Segmentation results for an ulnar nerve. On the top from left to right, we show the original image and the labels provided by the three experts. On the second row from left to right, we expose the segmentation results provided by LR-EX1, LR-EX2, and LR-EX3. Finally, on the bottom from left to right we show the segmentation results for LR-MV, LFC, and MAE.

Obtained results: To visually compare the attained nerve identification in the context of multiple experts, Fig. 1 exposes some segmentation results regarding each multi-annotator classification approach. Overall, all classification methods allow to identify relevant patterns to segment nerves from the UI. Nevertheless, due to the absence of the true label, typical classifications methods (LR-EX1, LR-EX2, LR-EX3, and LR-MV) fail in the complete identification of nerves by generating false negatives (i.e., classify as background nerve regions). The above is a significant issue since the anesthesiologist needs an accurate delimitation of the nerve structure aiming to define the point where the anesthetic should be spread. Unlike these classification methods, our approach based on multiple annotators (specifically MAE) reduces the number of false negatives considerably in the segmented image offering a better identification of the nerve structure. Table 1 shows the results of the morphological validation in terms of the DC for the leave-one-out validation scheme. We perform a statistical significance analysis based on the equal mean test for the segmentation approaches considered in this work. This test allows to determine which method provides a higher performance in terms of the Dice coefficient. From the results exposed, the segmentation scheme based on multiple annotators (specifically the multiple annotators model proposed in [13]) outperforms state-of-the-art approaches which are based on typical supervised learning schemes (i.e. supervised learning approaches without considering multiple annotators). These results can be explained in the sense that the multiple annotators schemes are based on the fact that the gold standard is not available for the training stage, where the true label is estimated from the manual segmentations provided by different experts in anesthesiology. In contrast, segmentation approaches based on typical supervised learning assume as a gold standard the manual segmentations from one of the annotators, which implies that the classifier predictions will be biased according to annotator expertise.

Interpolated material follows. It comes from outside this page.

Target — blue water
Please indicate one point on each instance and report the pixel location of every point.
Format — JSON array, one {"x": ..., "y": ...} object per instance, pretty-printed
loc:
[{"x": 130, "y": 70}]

Table 1. Nerve segmentation validation in terms of the Dice coefficient.

4 Conclusion

In this paper, we discuss a first attempt for the design of nerve-segmentation systems based on classification with multiple annotators. In this sense, we perform the nerve identification by considering the case where the ground truth is not available. In fact, this consideration is not far from reality since the nerve identification in UI depends on the specialist expertise. So, we use multi-annotator classification schemes to estimate the unavailable true label and the classifier parameters jointly. We tested our strategy in a real-world nerve segmentation dataset captured by “The Automatics Research Group-Universidad Tecnológica de Pereira,” which holds UI images of ulnar and median nerves. The experimental results showed that the segmentation methodology based on the information from different experts outperforms state-of-the-art alternatives for nerve segmentation in terms of the Dice coefficients. Hence, the proposed method have a better interpretation of the patterns associated with the nerves by combining the manual segmentation given by multiple anesthesiologists. As future work, authors plan to use more robust multi-annotators classification schemes (for example approaches based on deep-learning) to improve further the quality of the nerve segmentation.